This Is The Difference Between Muhammara And Harissa

As the world gets a little larger, more and more cuisines begin to step into the global spotlight. The migration of Italians to the United States brought over foods like pizza, pasta, and Parmigiano Reggiano. The migration of Asians brought over things like kimchi, curry, and sushi. And the migration of Middle Easterners introduced foods like hummus, za'atar, and labneh.

Recently, there has been a big push in the culinary world into the expansion of Middle Eastern cuisine (per Insider), ushering the way for more and more restaurants to take hold and build up a stronger following. Common foods within Middle Eastern culture aren't limited to things like hummus and za'atar. More and more restaurants are beginning to serve things like tabbouleh, halloumi, and baba ghanoush (via CNN). Other dishes on the roster are dishes like muhammara and harissa, which at first might seem similar, but are totally different (via the kitchn and Nomad Paradise).

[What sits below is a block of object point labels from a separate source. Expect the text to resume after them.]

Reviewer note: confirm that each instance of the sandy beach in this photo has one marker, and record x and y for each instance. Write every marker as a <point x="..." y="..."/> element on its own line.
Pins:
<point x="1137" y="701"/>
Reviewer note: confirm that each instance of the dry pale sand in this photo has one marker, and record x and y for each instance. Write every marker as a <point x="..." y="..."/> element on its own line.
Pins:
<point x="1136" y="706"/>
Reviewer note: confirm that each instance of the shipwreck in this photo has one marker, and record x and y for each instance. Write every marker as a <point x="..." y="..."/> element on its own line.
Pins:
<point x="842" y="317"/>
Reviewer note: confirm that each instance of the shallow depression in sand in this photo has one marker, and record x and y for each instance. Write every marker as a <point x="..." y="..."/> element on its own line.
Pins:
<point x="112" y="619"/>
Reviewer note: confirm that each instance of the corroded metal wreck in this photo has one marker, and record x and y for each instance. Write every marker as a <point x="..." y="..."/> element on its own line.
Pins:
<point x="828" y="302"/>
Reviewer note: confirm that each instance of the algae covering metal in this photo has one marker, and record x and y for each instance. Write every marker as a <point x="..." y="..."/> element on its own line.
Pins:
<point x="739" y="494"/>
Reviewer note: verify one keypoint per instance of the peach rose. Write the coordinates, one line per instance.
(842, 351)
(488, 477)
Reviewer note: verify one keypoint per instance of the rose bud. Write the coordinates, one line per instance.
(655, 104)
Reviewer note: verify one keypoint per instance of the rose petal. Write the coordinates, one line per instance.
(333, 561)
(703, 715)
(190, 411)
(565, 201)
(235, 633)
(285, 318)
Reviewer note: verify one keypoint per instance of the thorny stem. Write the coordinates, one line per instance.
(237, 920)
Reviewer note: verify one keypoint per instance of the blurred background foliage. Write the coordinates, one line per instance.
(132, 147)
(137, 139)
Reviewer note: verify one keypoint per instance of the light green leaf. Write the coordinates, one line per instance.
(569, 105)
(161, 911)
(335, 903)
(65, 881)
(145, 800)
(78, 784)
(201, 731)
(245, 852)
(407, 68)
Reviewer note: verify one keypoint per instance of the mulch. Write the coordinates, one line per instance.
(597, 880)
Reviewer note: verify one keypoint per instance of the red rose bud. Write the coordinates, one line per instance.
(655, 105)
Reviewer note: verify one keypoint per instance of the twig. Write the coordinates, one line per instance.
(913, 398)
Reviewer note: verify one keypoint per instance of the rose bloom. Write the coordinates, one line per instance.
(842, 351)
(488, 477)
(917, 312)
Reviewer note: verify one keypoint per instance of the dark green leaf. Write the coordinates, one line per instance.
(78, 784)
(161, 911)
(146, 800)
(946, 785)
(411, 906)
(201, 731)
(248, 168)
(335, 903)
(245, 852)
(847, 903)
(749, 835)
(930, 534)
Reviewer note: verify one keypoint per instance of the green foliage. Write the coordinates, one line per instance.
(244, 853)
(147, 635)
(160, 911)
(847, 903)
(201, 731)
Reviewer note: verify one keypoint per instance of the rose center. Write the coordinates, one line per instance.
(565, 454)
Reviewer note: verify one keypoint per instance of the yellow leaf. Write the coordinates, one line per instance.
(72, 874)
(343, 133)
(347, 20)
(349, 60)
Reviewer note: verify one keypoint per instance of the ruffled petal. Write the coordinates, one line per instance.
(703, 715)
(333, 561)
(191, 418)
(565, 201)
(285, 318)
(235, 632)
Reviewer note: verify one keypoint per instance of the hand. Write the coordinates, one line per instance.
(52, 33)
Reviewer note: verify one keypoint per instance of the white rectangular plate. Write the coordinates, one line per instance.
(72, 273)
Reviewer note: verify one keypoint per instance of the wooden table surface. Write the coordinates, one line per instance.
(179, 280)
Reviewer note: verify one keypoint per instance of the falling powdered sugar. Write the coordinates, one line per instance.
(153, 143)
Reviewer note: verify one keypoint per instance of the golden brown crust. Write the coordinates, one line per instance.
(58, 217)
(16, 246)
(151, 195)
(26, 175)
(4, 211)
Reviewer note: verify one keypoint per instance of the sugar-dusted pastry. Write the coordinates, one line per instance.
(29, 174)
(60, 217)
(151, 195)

Muhammara and harissa both red in color, but one is a dip and the other is a condiment

According to Nomad Paradise, muhammara is a roasted red pepper dip that is normally thick, with a creamy-like texture. The Mediterrean Dish explains that this Middle Eastern dip packs a lot of smokey and savory flavors and is often incorporated within a mezze platter. The kitchn reports that harissa is more of a chile pepper paste that packs a kick. Bon Appétit adds that, depending on who is making it, harissa's spice level can range anywhere from mild to very, very hot.

To make muhammara, Nomad Paradise says that you will need red peppers, walnuts, breadcrumbs, olive oil, garlic, salt, lemon juice, and pomegranate molasses. Another The Mediterrean Dish report relates that harissa requires dry red chiles, roasted red peppers, tomato paste, garlic, citrus juice, olive oil, and a blend of spices.

Something that the two have in common is that you can eat them with anything. Bon Appétit states that you can have harissa with eggs, in yogurt, and on vegetables. Muhammara, on the other hand, can be eaten with toast, kebabs, and grilled meats, per Nomad Paradise.